Now, what would you do if you wanted to construct the leftmost vertex of the minkowski sum? Since the $$$x$$$-value of the vertex would have to be minimum possible, it would only make sense to take the leftmost vertex of both $$$P$$$ and $$$Q$$$, since these vertices $$$x$$$-value is the smallest it could get. The same line of argument can be used if we want to compute the rightmost / highest / lowest vertex of the minkowski sum. Turns out, this argument can be generalized not for just only these 4 directions, but to all possible directions. So, if we want to have the diagonally left bottommost vertex of the sum, it only makes sense to take the diagonally left bottommost vertex of both polygons and sum them up etc. Such vertices are called extreme points for a specific direction. One nice property about these extreme points is that they form co-podal pairs. This holds true because parallel lines of support essentially have the same direction.

Since every vertex of the minkowski sum is also an extreme point for a specific direction, all vertices of that polygon must be sums of co-podal pairs of $$$P$$$ and $$$Q$$$. We can now use the rotating calipers algorithm to calculate the minkowski sum $$$P$$$ and $$$Q$$$.

The algorithm

First, we will calculate the point with the minimum $$$y$$$-coordinate and set that as our starting point. We then set up two horizontal lines that will act as parallel lines of support throughout this algorithm. This might look like this:

First, add the point with the minimum $$$y$$$-coordinate to our set of vertices. Then, while rotating around the polygon, we need to take care of a few cases. Assume that the sum $$$p_i + q_j$$$ was the last vertex that was added to the set of vertices:

$$$\theta_p < \theta_q$$$: rotate by $$$\theta_p$$$ degrees and add $$$p_{i+1} + q_j$$$ to the set of vertices.
$$$\theta_p > \theta_q$$$: rotate by $$$\theta_q$$$ degrees and add $$$p_i + q_{j+1}$$$ to the set of vertices.
$$$\theta_p = \theta_q$$$: rotate by $$$\theta_p$$$ degrees and add $$$p_{i+1} + q_{j+1}$$$ to the set of vertices.
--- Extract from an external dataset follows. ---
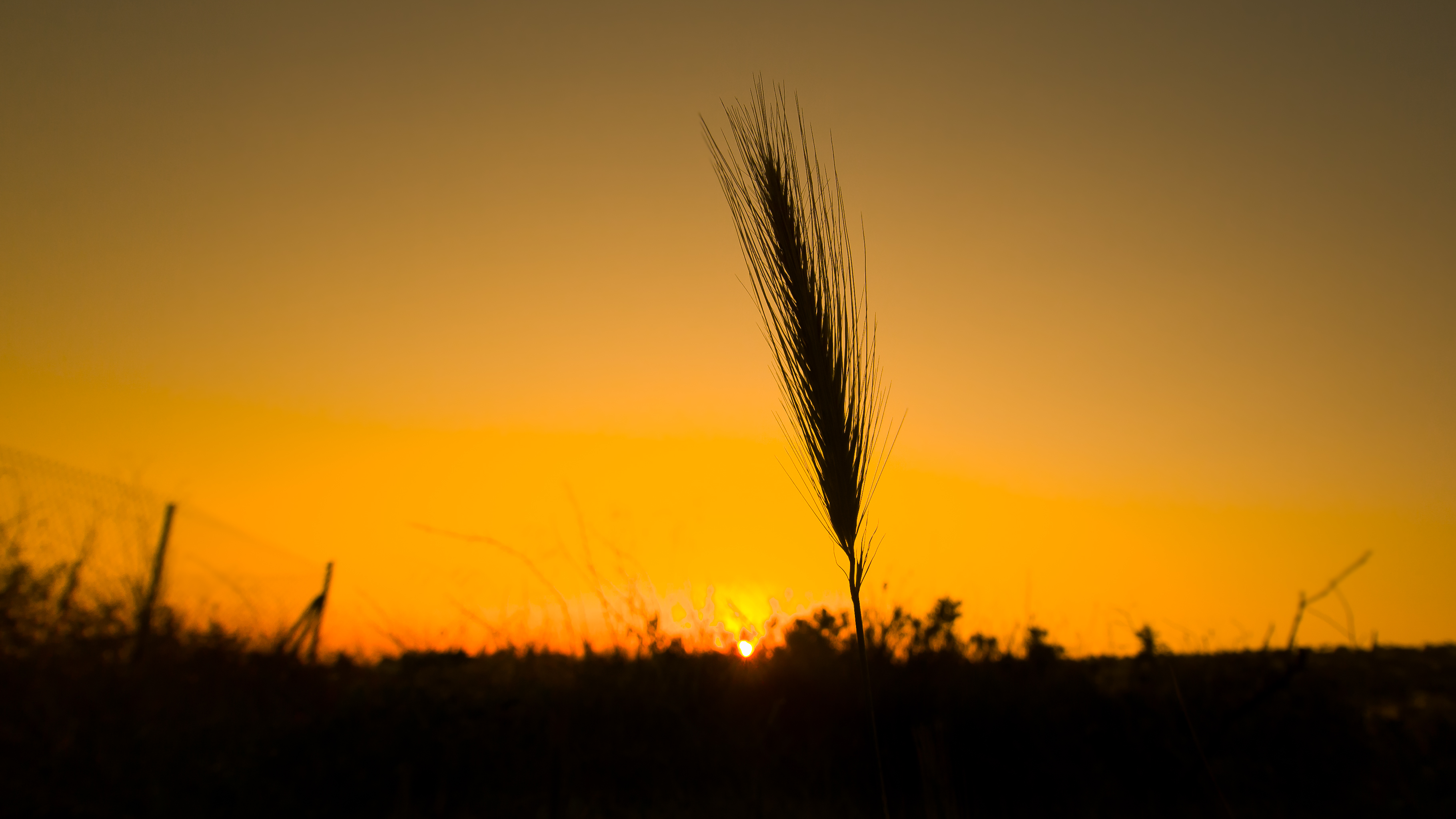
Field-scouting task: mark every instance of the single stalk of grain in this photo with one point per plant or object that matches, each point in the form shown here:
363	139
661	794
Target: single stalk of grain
790	215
And that's it! The total runtime of this algorithm is $$$O(n+m)$$$, which is in fact optimal, since the minkowski sum has up to $$$n+m$$$ vertices.

Conclusion

Here, a few more applications of the paradigm were discussed. The huge number of problems that can be tackled using such a simple paradigm is the reason why I think that the rotating calipers is such an amazing algorithm. Hopefully, I was able to convince you of the same. If you have any questions about this blog, please let me know in the comments. There exist more applications of the algorithm, but I decided not to include them in this blog since they are too complex for a CP setting.